Sunday, March 6, 2011

What Will We Get Out of It?

"Then Peter said to him, 'We've given up everything to follow you.  What will we get out of it?"
 Matthew 19:27

Apparently, I've been asking the Lord this same question.  I didn't know I was, until He started answering it.  Inside the core of me, quietly sitting, waiting, watching, asking - this question has lived.  Secret things are always a surprise when they show themselves.  Through circumstances around me of watching friends walk through incredible grief and learning to pray as I've never done before, I began seeing surfaces of this question.  New dimensions coming into light when I tiptoed onto a territory that for so long I've had a lot of fear in - trusting the Lord that when I open my hear to love, He will hold my heart.  Again, this question becoming more loud and I becoming more aware of its existence inside of me.  

You see, the spaces in which the Lord takes us are not often where we first choose to go.  And its within the confines of a space that is uncomfortable, awkward and unfamiliar that I am forced to turn with full face to look to the One that brought me there.  Many times I would turn and not get a satisfying response as to why He brought me into this place.  Then this question lurking in the chambers of my belief system has finally awakened to show itself. I am beginning to realize, I really wasn't wanting to know why the Lord would bring me to these unfamiliar and strange places that I wouldn't have chosen to go on my own, but the earthquake question has always been, "What will I get out of it?"
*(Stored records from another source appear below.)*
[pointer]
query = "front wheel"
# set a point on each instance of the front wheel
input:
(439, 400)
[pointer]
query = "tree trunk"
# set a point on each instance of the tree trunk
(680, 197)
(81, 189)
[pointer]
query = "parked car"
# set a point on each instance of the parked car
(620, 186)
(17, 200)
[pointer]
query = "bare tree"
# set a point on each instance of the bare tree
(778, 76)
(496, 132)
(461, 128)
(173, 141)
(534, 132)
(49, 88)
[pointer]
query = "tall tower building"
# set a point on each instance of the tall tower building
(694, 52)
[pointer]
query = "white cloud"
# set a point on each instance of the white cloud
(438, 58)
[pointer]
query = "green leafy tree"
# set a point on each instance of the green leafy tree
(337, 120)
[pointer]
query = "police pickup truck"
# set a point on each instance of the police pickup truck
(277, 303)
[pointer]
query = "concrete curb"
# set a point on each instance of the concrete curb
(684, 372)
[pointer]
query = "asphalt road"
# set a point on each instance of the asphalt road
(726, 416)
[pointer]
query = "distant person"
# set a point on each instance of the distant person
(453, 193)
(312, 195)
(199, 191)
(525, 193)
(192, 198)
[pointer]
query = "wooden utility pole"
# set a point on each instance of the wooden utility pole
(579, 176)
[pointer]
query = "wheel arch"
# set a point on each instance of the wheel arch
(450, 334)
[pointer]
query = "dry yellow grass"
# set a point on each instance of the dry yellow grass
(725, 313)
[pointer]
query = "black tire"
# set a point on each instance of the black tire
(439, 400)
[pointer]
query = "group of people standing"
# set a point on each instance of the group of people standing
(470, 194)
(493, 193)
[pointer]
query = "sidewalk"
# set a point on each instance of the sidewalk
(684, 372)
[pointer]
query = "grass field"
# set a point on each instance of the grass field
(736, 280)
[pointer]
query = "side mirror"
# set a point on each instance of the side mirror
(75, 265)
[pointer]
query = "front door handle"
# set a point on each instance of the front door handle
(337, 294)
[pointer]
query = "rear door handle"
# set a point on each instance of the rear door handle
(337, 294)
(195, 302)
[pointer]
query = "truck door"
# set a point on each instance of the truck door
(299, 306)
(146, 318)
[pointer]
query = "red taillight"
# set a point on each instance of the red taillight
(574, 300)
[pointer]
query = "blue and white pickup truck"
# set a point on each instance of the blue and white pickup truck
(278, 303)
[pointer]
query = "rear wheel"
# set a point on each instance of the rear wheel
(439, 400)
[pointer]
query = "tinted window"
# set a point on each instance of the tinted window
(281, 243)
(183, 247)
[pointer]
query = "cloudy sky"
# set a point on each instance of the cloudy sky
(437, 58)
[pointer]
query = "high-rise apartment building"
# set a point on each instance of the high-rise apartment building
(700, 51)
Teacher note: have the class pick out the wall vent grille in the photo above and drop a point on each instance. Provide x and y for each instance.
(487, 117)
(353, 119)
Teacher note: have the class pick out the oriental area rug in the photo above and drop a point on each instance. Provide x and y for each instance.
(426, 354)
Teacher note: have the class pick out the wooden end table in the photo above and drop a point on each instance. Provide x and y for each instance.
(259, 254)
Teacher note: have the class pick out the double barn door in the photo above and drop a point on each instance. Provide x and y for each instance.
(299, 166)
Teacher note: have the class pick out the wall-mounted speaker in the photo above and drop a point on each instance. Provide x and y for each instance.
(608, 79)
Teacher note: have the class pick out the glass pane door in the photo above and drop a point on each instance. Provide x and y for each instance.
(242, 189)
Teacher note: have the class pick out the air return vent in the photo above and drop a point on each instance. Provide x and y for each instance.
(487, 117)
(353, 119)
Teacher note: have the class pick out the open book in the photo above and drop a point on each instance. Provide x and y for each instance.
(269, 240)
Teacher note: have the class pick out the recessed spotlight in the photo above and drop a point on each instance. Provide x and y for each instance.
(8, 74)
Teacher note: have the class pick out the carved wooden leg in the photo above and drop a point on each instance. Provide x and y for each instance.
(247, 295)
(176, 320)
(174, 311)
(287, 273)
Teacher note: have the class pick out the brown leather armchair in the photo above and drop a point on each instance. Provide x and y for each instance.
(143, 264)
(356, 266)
In my world, I am all about me.  In the disciples world, Jesus was trying to bring them out of the burdensome yoke of living in a world that centered around them.  Peters asks this question - this question that is spilling over with unspoken emotion. The thing is, I don't actually live in my world. It has nothing to do with me.  I chose His Kingdom a long time ago. Its simply been the patience of the Father that He has allowed me to journey this place to finally begin to understand that the question I've been asking is near-sighted. With much grace, Jesus answers that heaven awaits us.  What more is there?
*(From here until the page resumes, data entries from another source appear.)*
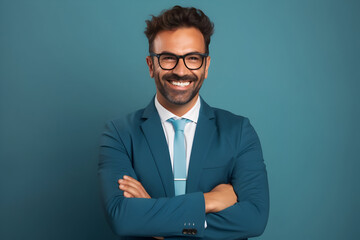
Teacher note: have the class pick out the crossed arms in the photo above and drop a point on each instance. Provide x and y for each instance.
(131, 211)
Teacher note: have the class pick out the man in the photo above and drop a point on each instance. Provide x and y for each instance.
(180, 169)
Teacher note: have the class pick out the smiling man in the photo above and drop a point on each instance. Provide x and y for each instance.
(180, 169)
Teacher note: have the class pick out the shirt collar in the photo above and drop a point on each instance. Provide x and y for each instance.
(192, 114)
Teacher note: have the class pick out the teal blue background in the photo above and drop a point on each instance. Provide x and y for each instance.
(291, 66)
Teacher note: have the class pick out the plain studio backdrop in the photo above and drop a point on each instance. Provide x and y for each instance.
(291, 66)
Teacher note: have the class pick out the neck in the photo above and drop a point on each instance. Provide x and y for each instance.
(178, 110)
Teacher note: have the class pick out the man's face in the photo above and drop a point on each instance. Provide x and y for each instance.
(179, 86)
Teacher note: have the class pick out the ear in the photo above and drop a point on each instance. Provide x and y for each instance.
(150, 64)
(207, 65)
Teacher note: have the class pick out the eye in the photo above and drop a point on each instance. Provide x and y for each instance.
(193, 58)
(168, 58)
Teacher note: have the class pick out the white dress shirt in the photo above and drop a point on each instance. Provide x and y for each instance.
(189, 130)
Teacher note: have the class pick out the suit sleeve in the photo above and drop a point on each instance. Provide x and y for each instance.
(248, 217)
(141, 217)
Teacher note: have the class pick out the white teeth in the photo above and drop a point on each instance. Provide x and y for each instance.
(181, 84)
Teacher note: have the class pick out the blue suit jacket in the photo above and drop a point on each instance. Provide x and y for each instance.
(226, 149)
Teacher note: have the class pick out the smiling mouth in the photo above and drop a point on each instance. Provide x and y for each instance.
(180, 83)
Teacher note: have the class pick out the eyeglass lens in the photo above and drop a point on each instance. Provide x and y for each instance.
(193, 61)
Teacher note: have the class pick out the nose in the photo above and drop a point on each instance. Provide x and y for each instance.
(180, 68)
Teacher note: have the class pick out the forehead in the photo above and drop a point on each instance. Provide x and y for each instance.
(179, 41)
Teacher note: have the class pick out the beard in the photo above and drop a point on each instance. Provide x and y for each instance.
(178, 97)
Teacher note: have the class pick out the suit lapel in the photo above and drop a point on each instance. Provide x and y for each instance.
(204, 134)
(155, 138)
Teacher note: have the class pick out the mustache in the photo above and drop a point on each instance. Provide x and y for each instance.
(173, 76)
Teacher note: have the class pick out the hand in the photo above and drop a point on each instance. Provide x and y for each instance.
(132, 188)
(219, 198)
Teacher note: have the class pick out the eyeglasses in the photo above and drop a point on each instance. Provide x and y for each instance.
(168, 61)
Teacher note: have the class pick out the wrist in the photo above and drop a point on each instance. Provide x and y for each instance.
(209, 203)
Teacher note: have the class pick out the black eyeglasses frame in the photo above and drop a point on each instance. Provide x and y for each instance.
(203, 55)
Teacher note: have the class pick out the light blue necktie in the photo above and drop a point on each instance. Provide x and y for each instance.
(179, 156)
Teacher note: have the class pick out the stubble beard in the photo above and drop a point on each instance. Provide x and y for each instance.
(178, 97)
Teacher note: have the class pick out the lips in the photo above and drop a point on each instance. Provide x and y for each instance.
(180, 84)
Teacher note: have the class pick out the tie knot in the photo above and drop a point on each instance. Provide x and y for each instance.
(179, 124)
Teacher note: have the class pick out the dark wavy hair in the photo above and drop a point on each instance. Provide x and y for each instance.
(178, 17)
I've stopped for a rest on the journey. I am sitting on a bench, leaning down, plucking a blade of grass.  As I sit straight to look at this one blade of grass, I look past the green blade to see beyond it to the road that is still ahead of me.  I re-focus on the green blade.  Plucked from its life-giving source, it is without hope. It withers the longer I hold it. I continue to look at the blade.  Day becomes evening. That blade of grass holds nothing for me. If I choose to continue to focus on it, there is no hope for me in the end. It has nothing.  I look up again, past the withering blade to the road ahead.  Promise is beyond.  I put down the blade of grass. I still sit on the bench looking ahead.   I know that hope is beyond me - I choose to shift my focus beyond.

I couldn't tell you what will be met at the next leg of the journey.  Despair, rain, bears, sunshine...but I trust there will be more benches to sit and rest and wait.  I may not always walk as as quick as I'd like while journeying. I'd like to be there faster, but on this side of the journey, I am still human. As I stand up to start walking again, I ask the Father to bind to my heart the hope that He waits for me at the end.  The glorious end when I will finally see its always been about Him.

1 comment:

mitzi said...

Hey sweet girl! I just want to say "I love you"! and miss you so much! thanks for sharing your heart the way you do.